Svenja: Was ist am Single-Use Ban so schlecht, sind denn viele Produkte nicht wirklich sinnlos oder können besser durch andere Materialien substituiert werden?
Michael: Was ist an einem Kaffee-Kunststoffrührer schlechter als an einem Holzrührer, wenn er richtig gespült oder entsorgt wird? Nichts! Im Gegenteil. Der Kunststoffrührer dürfte aufgrund seiner effizienten Produktion einen niedrigeren Carbon Footprint aufweisen und ist stofflich recycelbar. So kann aus dem Kunststoffrührer wieder ein Kunststoffrührer werden. Beim Holzrührer wird das nicht gelingen - es sei denn, Kunststoff hilft, die Holzpartikel zu binden. Dies ist nur ein Beispiel von vielen.
Will man nicht auf ökologisch schlechtere Materialien ausweichen, kommt der Single-Use Ban von Kunststoffen praktisch Produktverboten gleich. Möchten wir eine Öko-Diktatur? Ein Wettrennen um Verbote? Der eine hält Strohhalme, der andere Ballonhalter oder Kaffeekapseln für unnötig - am Ende werden wir alle viele Produkte vermissen. Wäre es nicht sinnvoller, die Bedürfnisse der Bevölkerung zu respektieren und die jeweils besten Materialen und End-of-Life-Optionen zu finden, die die geringsten Umweltauswirkungen aufweisen? In vielen Fällen sind das schon heute Kunststoffe - ob PET-Flasche, Einkaufstüte oder Verpackungen, die Lebensmittel schützen - und umso mehr zukünftige Kunststoffe auf Basis von erneuerbarem Kohlenstoff, aus mechanischem und chemischem Recycling, aus Biomasse und direkter CO2-Nutzung.

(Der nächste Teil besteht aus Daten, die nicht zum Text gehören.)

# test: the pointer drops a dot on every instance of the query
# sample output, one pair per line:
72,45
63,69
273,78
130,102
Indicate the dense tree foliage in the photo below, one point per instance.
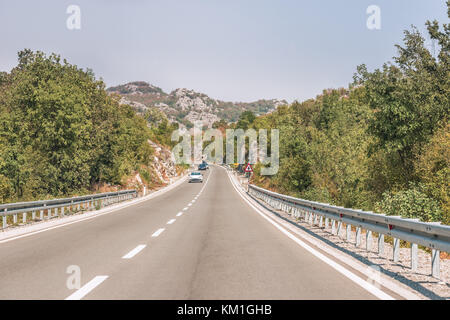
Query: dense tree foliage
382,144
60,132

Der Single-Use Ban schürt die Kunststoff-Hysterie, aber es sind nicht Kunststoffe, auf die wir verzichten sollten. Es geht darum, Kunststoffe rasch zu einer wirklich nachhaltigen Materiallösung zu machen und umfassende Entsorgung- und Recyclingsysteme aufzubauen, die das Risiko von Kunststoffen, in die Umwelt zu gelangen und Mikropartikel zu verursachen, auf ein Minimum reduzieren. Wir haben angesichts der Rohstoffsituation gar keine andere Option. Und der Verbraucher wird lernen, dass nachhaltigere Kunststoffe teurer sein werden, aber schon heute sind knapp die Hälfte der deutschen Verbraucher dazu bereit, mehr Geld für nachhaltige Produkte auszugeben.
Svenja: Und das wird gelingen?
Michael: Ich bin da Optimist. Die Kunststoffindustrie kann aus der jetzigen Krise wie der Phönix aus der Asche neu und gestärkt hervorgehen - wenn sie jetzt ihre Hausaufgaben macht und die Probleme konsequent angeht und löst, und endlich begreift, dass es keine Kommunikationsprobleme sind!
Inzwischen gibt es erste, längst überfällige Schritte: Rund 30 führende Chemie-Unternehmen, die weltweit entlang der Wertschöpfungskette agieren, haben sich in der "Alliance to End Plastic Waste (AEPW)“ organisiert und wollen in den nächsten fünf Jahren rund 1,5 Milliarden Dollar investieren, um Projekte für Müllmanagement, zirkuläre Wirtschaft sowie neue Recycling-Technologien zu fördern.
Hersteller von Konsumentenprodukten beginnen endlich, ihre Verpackungen aus 100 % Recyclingware zu produzieren und sie vollständig recyclingfähig zu machen. Auch das gezielte Sammeln von Plastikmüll startet mit ersten Projekten. So sammeln auf Haiti die Bewohner Plastikmüll ein, dieses Jahr sollen es schon 300 t werden. Im Gegenzug gibt es von Henkel Sachleistungen wie Holzkohle zum Kochen, Voucher für den Schulbesuch der Kinder und die Möglichkeit, Handys aufzuladen, oder einfach Bargeld. Eine gute Idee, eingesammelten Plastikmüll als Rohstoff zu kaufen. Das sollte weltweit Schule machen.
Svenja: Danke für das aufschlussreiche Gespräch.